CRISPR cures a metabolic disorder in an infant's liver

Will personalized gene-editing therapies become the standard of care for ultra-rare diseases?

CRISPR cures a metabolic disorder in an infant's liver
Musunuru K., et al. 2025. Patient-Specific In Vivo Gene Editing to Treat a Rare Genetic Disease. NEJM. DOI: 10.1056/NEJMoa2504747

We’ve heard a lot about CRISPR over the past two decades.

Its use as a genetic engineering tool even won the Nobel Prize in 2020!

But despite all of the promises (and the hype) the use of CRISPR to bring about genome edited cures for patients has been slow.

This is due to a number of factors which include regulatory hurdles, technological limitations, and the uncooperative biology of many rare diseases.

We’re finally starting to get past the regulatory and technological limitations, though, and this is underscored by the recent approvals of CRISPR based therapies for sickle cell disease and β-thalassemia (CASGEVY).

In the early days of CRISPR, which is an acronym for clustered regularly interspaced short palindromic repeats, it was used to create gene knockouts.

What we collectively know as “CRISPR” is actually a combination of a guide sequence and a CRISPR associated protein (usually 9, Cas9) that can recognize and bind to specific pieces of DNA.

Its natural function is to act like a rudimentary immune system in bacteria that recognizes and chops up DNA from phages (bacteria viruses).

But we’ve now been able to co-opt Cas9 and “CRISPR” based guide RNAs to perform genetic engineering!

Over the years, we’ve perfected Cas9 (and other Cas proteins) to be more specific and we can now use them to create personalized therapies that edit the genomes of individuals who inherited misbehaving proteins.

This is much easier to do when those broken proteins function primarily in blood cells or specific organs like the liver because they’re easier to target than trying to fix broken proteins in all of a patients’ muscle cells.

This biological limitation is one that we probably won’t be able to get around (unless we focus on editing out rare diseases from embryos!)

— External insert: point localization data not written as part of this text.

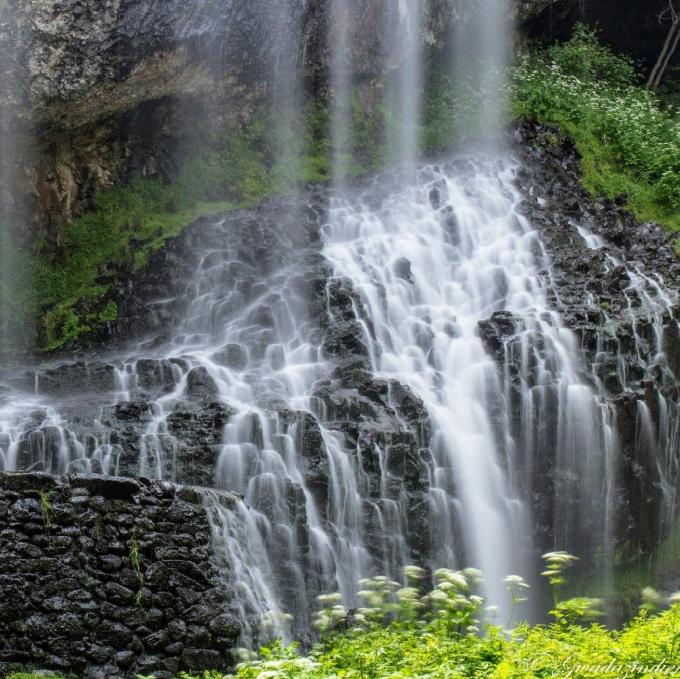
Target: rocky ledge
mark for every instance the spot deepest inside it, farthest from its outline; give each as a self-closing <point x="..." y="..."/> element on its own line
<point x="107" y="578"/>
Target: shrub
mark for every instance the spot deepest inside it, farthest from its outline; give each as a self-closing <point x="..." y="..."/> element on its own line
<point x="628" y="142"/>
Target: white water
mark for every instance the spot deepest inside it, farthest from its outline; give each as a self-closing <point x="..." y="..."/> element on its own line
<point x="469" y="255"/>
<point x="430" y="260"/>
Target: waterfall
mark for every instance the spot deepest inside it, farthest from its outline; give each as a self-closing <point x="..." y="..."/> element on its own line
<point x="407" y="90"/>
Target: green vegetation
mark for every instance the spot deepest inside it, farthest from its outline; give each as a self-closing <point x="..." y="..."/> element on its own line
<point x="628" y="141"/>
<point x="401" y="633"/>
<point x="237" y="167"/>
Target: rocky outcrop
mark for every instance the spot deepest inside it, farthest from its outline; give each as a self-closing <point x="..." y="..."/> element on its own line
<point x="106" y="577"/>
<point x="99" y="92"/>
<point x="605" y="273"/>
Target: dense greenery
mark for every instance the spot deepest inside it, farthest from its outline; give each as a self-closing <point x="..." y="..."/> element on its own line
<point x="628" y="141"/>
<point x="400" y="634"/>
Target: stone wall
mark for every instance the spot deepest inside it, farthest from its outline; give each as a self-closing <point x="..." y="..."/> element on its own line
<point x="106" y="578"/>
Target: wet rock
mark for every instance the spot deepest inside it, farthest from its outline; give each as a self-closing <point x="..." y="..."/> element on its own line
<point x="232" y="356"/>
<point x="200" y="385"/>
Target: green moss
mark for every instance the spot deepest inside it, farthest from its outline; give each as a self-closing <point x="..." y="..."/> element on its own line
<point x="628" y="142"/>
<point x="628" y="145"/>
<point x="46" y="508"/>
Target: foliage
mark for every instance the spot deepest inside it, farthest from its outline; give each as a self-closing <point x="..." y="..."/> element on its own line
<point x="429" y="649"/>
<point x="629" y="143"/>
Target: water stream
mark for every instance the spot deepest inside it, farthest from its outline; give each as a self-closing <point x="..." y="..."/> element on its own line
<point x="305" y="326"/>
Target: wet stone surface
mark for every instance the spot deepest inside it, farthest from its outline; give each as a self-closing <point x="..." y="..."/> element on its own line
<point x="106" y="578"/>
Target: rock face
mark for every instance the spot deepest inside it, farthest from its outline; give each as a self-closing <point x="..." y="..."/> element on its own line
<point x="603" y="278"/>
<point x="106" y="577"/>
<point x="100" y="91"/>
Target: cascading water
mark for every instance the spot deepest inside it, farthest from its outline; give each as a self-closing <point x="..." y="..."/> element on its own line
<point x="368" y="376"/>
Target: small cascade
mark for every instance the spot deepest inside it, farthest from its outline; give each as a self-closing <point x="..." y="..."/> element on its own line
<point x="406" y="91"/>
<point x="378" y="372"/>
<point x="631" y="361"/>
<point x="482" y="48"/>
<point x="430" y="262"/>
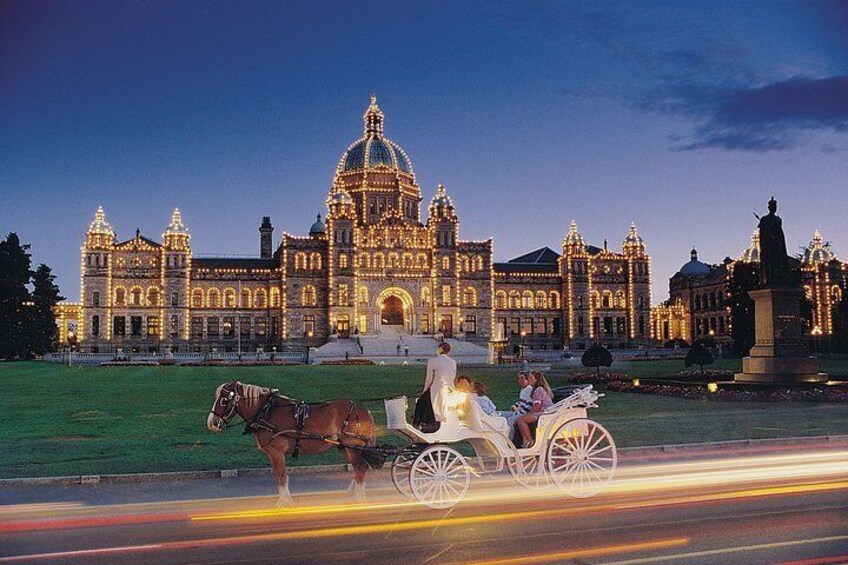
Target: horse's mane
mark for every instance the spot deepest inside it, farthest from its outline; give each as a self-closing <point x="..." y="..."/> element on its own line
<point x="252" y="392"/>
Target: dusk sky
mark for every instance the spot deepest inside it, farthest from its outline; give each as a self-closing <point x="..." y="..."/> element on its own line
<point x="684" y="117"/>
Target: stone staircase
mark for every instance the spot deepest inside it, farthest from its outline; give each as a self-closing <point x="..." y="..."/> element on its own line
<point x="392" y="345"/>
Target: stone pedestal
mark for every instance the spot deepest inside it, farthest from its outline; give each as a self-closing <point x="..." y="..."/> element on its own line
<point x="779" y="354"/>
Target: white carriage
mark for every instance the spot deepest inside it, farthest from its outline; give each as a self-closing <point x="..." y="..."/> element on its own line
<point x="571" y="452"/>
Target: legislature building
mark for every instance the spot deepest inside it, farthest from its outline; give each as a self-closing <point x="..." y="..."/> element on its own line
<point x="373" y="263"/>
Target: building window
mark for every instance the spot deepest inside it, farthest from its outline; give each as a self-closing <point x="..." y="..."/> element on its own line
<point x="541" y="327"/>
<point x="197" y="327"/>
<point x="119" y="326"/>
<point x="152" y="326"/>
<point x="135" y="326"/>
<point x="229" y="327"/>
<point x="212" y="328"/>
<point x="471" y="324"/>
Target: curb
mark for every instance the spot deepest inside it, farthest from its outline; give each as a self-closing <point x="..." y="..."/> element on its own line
<point x="627" y="453"/>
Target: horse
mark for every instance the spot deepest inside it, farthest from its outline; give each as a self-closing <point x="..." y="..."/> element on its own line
<point x="281" y="426"/>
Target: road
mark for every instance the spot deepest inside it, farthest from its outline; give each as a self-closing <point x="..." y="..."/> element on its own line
<point x="781" y="507"/>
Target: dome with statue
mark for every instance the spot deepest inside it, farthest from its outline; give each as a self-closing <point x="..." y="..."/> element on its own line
<point x="374" y="150"/>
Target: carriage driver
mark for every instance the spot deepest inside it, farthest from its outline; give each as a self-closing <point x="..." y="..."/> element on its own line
<point x="430" y="407"/>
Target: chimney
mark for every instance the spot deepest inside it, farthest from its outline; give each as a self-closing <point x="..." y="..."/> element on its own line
<point x="266" y="232"/>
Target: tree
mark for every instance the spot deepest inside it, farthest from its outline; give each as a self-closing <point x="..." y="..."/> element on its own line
<point x="14" y="296"/>
<point x="744" y="278"/>
<point x="42" y="330"/>
<point x="596" y="356"/>
<point x="700" y="355"/>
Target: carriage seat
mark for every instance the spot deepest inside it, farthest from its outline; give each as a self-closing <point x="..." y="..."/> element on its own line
<point x="474" y="417"/>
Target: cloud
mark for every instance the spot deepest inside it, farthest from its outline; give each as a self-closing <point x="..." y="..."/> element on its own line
<point x="754" y="118"/>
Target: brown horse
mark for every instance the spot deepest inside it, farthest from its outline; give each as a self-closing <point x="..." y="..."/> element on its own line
<point x="283" y="426"/>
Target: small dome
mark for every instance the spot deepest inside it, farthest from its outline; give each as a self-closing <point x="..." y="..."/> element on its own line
<point x="573" y="238"/>
<point x="818" y="253"/>
<point x="633" y="238"/>
<point x="339" y="196"/>
<point x="318" y="227"/>
<point x="752" y="254"/>
<point x="695" y="268"/>
<point x="441" y="198"/>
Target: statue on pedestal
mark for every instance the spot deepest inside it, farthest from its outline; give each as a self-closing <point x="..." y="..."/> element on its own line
<point x="774" y="262"/>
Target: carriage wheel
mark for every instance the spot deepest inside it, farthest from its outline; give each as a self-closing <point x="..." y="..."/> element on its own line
<point x="581" y="457"/>
<point x="401" y="467"/>
<point x="439" y="477"/>
<point x="526" y="470"/>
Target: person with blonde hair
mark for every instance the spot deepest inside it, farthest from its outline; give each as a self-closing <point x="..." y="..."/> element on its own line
<point x="542" y="400"/>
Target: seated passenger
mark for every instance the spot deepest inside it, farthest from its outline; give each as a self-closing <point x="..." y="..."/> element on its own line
<point x="486" y="404"/>
<point x="542" y="400"/>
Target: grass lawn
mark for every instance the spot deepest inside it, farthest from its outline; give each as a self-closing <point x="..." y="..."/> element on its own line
<point x="71" y="420"/>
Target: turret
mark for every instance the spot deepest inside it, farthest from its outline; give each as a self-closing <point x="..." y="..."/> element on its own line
<point x="266" y="235"/>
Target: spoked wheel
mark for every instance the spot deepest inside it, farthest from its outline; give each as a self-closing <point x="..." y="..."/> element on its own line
<point x="526" y="470"/>
<point x="439" y="477"/>
<point x="581" y="457"/>
<point x="401" y="467"/>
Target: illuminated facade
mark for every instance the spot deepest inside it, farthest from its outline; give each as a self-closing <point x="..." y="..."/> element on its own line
<point x="372" y="262"/>
<point x="697" y="293"/>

But a personalized CRISPR therapy was recently used to treat an infant with a very rare metabolic disorder.

The infant presented to a clinic with Carbamoyl-phosphate synthetase 1 (CPS1) deficiency.

CSP1 is a metabolic disorder of the liver that results in the buildup of ammonia in the blood and eventually leads to hyperammonemia, seizures and brain damage.

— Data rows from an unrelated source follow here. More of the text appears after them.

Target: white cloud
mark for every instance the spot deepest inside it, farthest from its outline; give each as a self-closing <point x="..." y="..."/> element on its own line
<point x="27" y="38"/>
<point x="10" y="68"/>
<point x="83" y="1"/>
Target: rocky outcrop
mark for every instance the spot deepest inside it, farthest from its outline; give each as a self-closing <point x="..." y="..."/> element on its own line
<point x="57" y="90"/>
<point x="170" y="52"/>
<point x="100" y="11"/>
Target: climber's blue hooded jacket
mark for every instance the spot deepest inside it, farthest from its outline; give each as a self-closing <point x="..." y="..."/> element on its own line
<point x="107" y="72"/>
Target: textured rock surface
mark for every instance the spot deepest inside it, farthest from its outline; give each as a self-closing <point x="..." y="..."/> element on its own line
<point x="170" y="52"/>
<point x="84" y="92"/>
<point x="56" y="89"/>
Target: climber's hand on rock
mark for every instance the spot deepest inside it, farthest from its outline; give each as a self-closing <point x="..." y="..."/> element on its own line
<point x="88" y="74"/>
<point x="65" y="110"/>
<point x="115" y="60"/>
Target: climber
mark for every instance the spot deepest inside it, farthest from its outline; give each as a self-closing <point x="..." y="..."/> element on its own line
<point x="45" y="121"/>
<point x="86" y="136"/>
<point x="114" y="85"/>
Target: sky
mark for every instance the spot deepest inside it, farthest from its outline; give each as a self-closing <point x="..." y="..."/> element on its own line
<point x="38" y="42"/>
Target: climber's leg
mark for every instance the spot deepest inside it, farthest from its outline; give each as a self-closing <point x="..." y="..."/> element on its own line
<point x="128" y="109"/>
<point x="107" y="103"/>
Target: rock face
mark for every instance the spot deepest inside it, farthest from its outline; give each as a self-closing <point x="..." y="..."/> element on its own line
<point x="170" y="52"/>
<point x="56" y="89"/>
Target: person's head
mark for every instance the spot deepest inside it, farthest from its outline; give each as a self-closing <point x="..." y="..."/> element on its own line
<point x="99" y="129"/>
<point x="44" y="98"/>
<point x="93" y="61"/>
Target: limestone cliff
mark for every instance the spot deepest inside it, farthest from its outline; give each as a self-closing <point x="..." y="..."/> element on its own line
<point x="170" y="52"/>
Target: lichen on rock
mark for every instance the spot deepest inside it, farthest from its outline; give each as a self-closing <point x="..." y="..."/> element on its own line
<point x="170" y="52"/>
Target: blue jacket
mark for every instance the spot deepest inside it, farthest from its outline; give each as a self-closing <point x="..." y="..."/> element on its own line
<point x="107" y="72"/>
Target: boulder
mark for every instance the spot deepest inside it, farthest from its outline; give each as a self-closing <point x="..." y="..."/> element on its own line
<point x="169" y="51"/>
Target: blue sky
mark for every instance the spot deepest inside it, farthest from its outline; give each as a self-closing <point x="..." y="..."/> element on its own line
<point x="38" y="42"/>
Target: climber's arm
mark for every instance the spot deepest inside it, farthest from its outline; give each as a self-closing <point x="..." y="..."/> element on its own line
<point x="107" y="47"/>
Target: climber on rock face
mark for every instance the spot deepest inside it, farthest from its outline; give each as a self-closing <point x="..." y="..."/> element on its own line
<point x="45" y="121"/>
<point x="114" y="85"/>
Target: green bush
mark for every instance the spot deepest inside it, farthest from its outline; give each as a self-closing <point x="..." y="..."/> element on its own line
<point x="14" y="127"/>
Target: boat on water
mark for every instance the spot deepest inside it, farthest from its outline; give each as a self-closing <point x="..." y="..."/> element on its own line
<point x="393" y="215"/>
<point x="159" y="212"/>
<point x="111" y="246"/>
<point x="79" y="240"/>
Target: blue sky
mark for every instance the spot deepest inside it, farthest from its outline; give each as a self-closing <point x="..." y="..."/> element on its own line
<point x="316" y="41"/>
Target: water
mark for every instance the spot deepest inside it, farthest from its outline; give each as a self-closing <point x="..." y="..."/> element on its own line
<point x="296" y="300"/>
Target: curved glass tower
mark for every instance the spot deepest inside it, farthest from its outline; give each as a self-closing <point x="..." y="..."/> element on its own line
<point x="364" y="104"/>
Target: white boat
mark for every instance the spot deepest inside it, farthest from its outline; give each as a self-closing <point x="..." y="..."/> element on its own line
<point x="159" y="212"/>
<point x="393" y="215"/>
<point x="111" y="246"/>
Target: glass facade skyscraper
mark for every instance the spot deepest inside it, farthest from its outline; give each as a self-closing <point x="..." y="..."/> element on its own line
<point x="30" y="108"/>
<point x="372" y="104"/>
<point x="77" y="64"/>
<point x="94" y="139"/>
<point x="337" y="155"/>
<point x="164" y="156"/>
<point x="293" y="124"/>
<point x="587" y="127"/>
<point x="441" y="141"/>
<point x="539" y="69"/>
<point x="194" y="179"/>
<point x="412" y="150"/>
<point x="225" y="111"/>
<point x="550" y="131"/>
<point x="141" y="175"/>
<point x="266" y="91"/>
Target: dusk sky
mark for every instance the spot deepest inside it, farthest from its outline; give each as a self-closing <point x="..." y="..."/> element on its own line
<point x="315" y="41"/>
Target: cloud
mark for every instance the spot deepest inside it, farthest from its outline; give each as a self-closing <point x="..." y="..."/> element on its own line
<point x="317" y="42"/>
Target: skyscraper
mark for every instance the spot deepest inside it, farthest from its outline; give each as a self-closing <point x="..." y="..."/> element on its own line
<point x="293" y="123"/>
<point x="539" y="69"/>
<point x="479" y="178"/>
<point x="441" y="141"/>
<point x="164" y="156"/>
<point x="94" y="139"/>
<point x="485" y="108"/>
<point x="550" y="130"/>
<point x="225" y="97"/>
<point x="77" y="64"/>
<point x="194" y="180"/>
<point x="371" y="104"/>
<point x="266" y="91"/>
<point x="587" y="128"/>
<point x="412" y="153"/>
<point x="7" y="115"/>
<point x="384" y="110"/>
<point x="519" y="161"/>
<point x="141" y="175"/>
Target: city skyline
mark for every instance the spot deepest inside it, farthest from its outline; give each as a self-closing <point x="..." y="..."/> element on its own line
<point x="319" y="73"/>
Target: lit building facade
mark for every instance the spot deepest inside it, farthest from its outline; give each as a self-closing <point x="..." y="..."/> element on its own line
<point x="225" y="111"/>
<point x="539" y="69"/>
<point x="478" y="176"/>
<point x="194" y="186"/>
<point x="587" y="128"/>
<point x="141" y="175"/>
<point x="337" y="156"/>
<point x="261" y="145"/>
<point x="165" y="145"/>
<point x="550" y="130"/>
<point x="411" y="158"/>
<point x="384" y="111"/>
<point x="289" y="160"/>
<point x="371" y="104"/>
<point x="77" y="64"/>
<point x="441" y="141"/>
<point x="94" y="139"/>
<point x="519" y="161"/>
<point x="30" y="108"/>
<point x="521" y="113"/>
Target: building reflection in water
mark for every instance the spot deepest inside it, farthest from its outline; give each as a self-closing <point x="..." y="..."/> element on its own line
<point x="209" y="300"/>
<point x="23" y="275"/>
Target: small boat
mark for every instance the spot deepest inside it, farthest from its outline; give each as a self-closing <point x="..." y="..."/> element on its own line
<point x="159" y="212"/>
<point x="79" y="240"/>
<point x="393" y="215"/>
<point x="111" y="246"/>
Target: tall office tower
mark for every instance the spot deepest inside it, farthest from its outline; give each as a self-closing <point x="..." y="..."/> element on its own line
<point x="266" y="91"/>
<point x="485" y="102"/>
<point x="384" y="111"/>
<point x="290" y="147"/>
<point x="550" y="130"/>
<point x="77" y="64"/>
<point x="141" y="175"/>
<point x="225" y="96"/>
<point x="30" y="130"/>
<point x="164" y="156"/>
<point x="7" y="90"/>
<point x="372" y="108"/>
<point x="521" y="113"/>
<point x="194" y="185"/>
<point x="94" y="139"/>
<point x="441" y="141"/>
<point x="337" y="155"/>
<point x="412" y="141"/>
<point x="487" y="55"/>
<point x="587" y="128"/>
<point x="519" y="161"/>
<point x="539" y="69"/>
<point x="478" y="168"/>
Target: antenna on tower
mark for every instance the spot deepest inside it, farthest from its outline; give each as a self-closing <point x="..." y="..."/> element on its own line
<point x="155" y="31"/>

Researchers developed a CRISPR base editing therapy that fixed the targeted mutation (Q335X) and restored the function of CSP1 in mouse models of the disease.

The therapy was delivered to the patient using lipid nanoparticles (which naturally end up being processed by the liver) and made the observations that can be seen in the figure above:

A) Patients with CSP1 deficiency are put on a low protein diet to help mitigate ammonia build up and this chart tracks protein intake over the course of treatment. The patient was weaned off of the low protein diet after the first dose of the therapy

B) After two doses of therapy, the infant’s blood ammonia levels were well stabilized (even under a higher protein diet)

C) AST and ALT levels (liver function) were elevated but not concerning

D) But most importantly, plasma ammonia levels improved significantly after treatment

E) And the patient began excreting more orotic acid which is another indication that the metabolic deficiency was improved by the therapy

The infant who was treated is doing very well (despite suffering a number of unrelated viral infections during the course of the treatment) and requires less supportive care than before the CRISPR therapy was administered.

While more follow-up is required to track the progress of the patient, this is an exciting result that hopefully helps to bring more personalized therapies to the clinic for the hundreds of metabolic disorders that could be similarly treated using CRISPR to fix broken enzymes in the liver!